Carter Ellis ’15 (center) at the offices of CEMIPRE, the ministry with which he volunteered in Valparaíso, Chile
Carter Ellis ’15 (center) at the offices of CEMIPRE, the ministry with which he volunteered in Valparaíso, Chile

“I was originally volunteering with them in little areas that can be very difficult for people who have lost their sight, like debugging computer issues, or yard work,” said Ellis. “I also began to take a few Braille classes!”

However, when the great fire affected a number of CEMIPRE clients and their  families, Ellis redirected the focus of his volunteer efforts.

“I developed a friendship with one of these families, and the most rewarding part was spending the majority of my weekends helping them rebuild their house,” said Ellis.

He became very familiar with the city of Valparaíso through volunteering, and eventually guided and translated for a United States-based construction relief team hosted by CEMIPRE.

“It was a great opportunity to serve but also taught me a lot about the need for linguistic and cultural fluency. While I was able to provide a lot of assistance to the U.S.-based team, who had almost no Spanish, I still felt fairly insufficient at navigating cultural and linguistic differences,” said Ellis.

Carter Ellis ’15 helping to reconstruct a friend’s home after “The Great Fire of Valparaíso” – April 2014
Carter Ellis ’15 helping to reconstruct a friend’s home after “The Great Fire of Valparaíso” – April 2014

As true for many study abroad participants, the immersion experience afforded Ellis abundant opportunities for self-discovery and a better informed worldview.
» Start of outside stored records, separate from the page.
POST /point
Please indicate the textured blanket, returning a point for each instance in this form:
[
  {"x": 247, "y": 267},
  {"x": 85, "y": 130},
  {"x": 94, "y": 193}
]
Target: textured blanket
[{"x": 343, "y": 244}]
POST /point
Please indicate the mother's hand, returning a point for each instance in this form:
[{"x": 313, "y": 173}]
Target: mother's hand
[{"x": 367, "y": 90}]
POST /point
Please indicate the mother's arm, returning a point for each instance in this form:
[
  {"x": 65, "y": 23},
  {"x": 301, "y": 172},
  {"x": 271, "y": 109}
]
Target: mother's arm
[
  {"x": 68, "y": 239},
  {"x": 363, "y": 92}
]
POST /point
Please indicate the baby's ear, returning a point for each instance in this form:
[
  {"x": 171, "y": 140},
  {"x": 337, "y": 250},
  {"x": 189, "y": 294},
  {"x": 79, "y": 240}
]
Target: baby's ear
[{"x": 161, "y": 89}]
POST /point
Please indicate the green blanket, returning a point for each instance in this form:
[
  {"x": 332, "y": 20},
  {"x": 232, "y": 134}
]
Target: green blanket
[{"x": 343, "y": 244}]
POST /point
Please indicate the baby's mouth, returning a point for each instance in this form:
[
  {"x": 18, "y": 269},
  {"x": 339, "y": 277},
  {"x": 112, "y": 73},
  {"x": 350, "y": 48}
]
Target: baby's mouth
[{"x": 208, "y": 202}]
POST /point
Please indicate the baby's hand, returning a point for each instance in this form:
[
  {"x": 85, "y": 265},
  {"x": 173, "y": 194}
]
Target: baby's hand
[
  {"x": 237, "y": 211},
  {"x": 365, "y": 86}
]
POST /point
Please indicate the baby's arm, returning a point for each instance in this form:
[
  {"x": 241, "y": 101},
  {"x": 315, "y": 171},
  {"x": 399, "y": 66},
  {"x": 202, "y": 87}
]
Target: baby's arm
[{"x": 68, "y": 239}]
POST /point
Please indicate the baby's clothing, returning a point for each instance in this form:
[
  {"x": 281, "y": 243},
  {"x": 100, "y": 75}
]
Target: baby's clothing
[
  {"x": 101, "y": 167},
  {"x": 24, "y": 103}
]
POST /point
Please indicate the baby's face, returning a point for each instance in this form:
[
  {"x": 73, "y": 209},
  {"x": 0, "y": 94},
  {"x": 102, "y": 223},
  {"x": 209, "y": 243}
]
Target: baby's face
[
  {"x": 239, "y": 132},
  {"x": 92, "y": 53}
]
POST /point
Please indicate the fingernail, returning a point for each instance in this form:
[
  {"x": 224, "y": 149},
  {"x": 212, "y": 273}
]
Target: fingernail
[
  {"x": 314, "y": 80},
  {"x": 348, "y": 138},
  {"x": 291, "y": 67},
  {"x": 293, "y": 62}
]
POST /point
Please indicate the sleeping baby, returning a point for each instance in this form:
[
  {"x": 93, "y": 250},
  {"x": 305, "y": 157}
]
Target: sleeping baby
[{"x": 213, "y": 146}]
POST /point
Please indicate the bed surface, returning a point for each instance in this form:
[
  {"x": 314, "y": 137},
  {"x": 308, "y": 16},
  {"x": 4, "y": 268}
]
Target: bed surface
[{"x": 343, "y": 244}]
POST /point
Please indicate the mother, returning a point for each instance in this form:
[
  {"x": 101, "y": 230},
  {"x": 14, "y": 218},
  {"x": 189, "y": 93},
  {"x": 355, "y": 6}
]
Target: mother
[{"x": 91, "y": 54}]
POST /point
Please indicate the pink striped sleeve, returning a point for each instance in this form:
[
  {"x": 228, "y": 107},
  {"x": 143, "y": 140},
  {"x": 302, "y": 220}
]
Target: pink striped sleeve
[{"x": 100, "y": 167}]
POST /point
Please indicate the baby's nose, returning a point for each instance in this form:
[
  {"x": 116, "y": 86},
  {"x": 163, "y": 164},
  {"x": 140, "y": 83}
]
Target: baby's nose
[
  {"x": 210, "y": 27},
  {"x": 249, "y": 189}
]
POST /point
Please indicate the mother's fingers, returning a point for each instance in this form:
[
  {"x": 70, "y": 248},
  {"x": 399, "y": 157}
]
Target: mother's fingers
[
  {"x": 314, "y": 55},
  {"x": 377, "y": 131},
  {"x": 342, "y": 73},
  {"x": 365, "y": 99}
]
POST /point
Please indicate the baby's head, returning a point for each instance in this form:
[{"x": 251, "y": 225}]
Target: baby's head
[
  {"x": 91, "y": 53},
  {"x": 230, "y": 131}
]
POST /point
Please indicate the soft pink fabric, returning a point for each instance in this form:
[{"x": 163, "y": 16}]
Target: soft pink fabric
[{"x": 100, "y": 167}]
For one, his time in Chile revealed a vibrant, thriving nation that stood in contrast to common conceptions of developing Latin American countries.

Ellis also came to realize that every moment of one’s time abroad need not be consumed with tourist activities and structured plans. He learned the value of a slower pace of life.

“I found that there was not an intensive preoccupation with what my host mother called ‘aprovechando el tiempo,’ or ‘taking advantage of the time,’” said Ellis. “I spent my first few weeks fretting about all the things to do and using my time well, and did not do as great a job of being present. I quickly adjusted, though, and spent loads of time just chatting and ‘conviviendo’ [lit. “live with” but means “hang out” or “pass time together”] with my host family, which is how I really ended up improving my Spanish, instead of doing lots of things and having an intensely regulated schedule.”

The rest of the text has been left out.